Warum? Bereits im laufenden Budgetjahr 2025 wurde die Fördermittel für freie Kunst- und Kulturarbeit um 10 Millionen vom Bund gekürzt. Im Jahr 2026 sollen die gekürzten Fördermittel im Wesentlichen unverändert fortgeschrieben werden. Es ist eine Milchmädchenrechnung, dass sich damit faire Entlohnung für Kulturarbeit nicht ausgehen kann – nicht angesichts der weiter voranschreitenden Inflation, die die Fixkosten zum Erhalt kultureller Infrastruktur weiter in die Höhe treibt; von Gehaltsanpassungen für 2026, wie sie für andere Berufsgruppen selbstverständlich sind, ganz zu schweigen (zur Berechnung der Anpassungen des Fair Pay Schemas für Kulturarbeit siehe Infobox unten). Bereits 2025 erfolgten reale Kürzungen der Fördersummen für viele Kulturvereine. In der Praxis bedeutete dies eine Reduktion des Programms und eine Verschlechterung der Arbeitsbedingungen und -möglichkeiten: kleinere Teams, die dasselbe Arbeitspensum stemmen, Reduktion von Personal und Personalstunden, weniger Engagements für Künstler*innen, stagnierende oder reduzierte Gagen / Honorare und Gehälter und (noch) mehr unbezahlte Arbeit. 2026 wird sich dieser Trend verschärfen.

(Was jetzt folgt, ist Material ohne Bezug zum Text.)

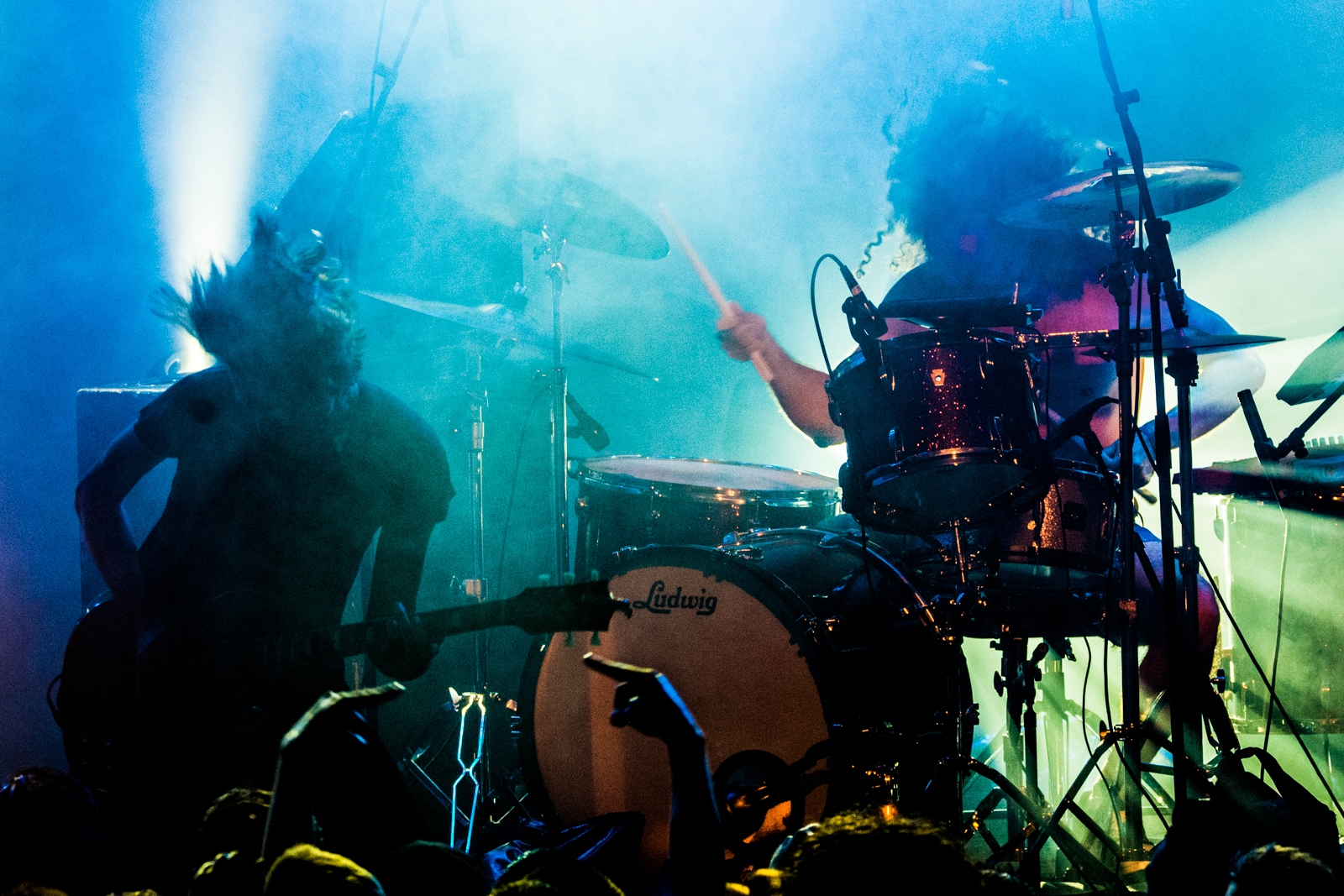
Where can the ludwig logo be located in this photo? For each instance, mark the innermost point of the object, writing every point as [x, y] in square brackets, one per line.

Auf politischer Ebene verweist man darauf, froh zu sein, trotz der Budgetsituation die Fair Pay Maßnahmen 2025 fortsetzten zu können. Konkret heißt das, dass 2025 wie bereits im Jahr 2024 weiterhin 10 Millionen Euro zweckgewidmet für Fair Pay vergeben wurden. Parallel dazu wird eine Arbeitsgruppe vorbereitet, die sich mit Fair Pay und fairen Arbeitsverhältnissen im Kulturbereich befassen soll. Noch muss die Arbeitsgruppe erst ihre Arbeit aufnehmen. Es ist jedoch fraglich, wir groß die Spielräume für Verbesserungen in der freien Kunst- und Kulturarbeit tatsächlich sind. Denn da ist zum einen die bittere Budgetrealität – mit den bereits realisierten Kürzungen vom Bund 2025, die 2026 fortgeschrieben werden sollen und damit einen weiteren Wertverlust durch Inflation bedeuten. Gleichzeitig betreffen diese Kürzungen keineswegs nur den Bund, sondern ziehen sich quer durch alle Gebietskörperschaften, die im Flickwerk der Finanzierung nicht gewinnorientierter Kulturarbeit erforderlich sind und vielfach wie ein Dominoeffekt wirken. Kürzt eine Förderstelle, kürzt die nächste ebenso. Und die Kürzungen betreffen nicht nur die Kulturbudgets, sondern ziehen sich bei anderen relevanten Finanzierungszuschüssen fort, die gerade für Kulturvereine, die vernetzt arbeiten und die vielfach gepriesenen Synergien und innovativen Zugänge leben, ebenso wirken – vom Bildungs- und Sozialbereich bis zur Entwicklungszusammenarbeit. Aus dem Kampf um faire Entlohnung wird damit schnell der Kampf, überhaupt noch eine Entlohnung zu erhalten.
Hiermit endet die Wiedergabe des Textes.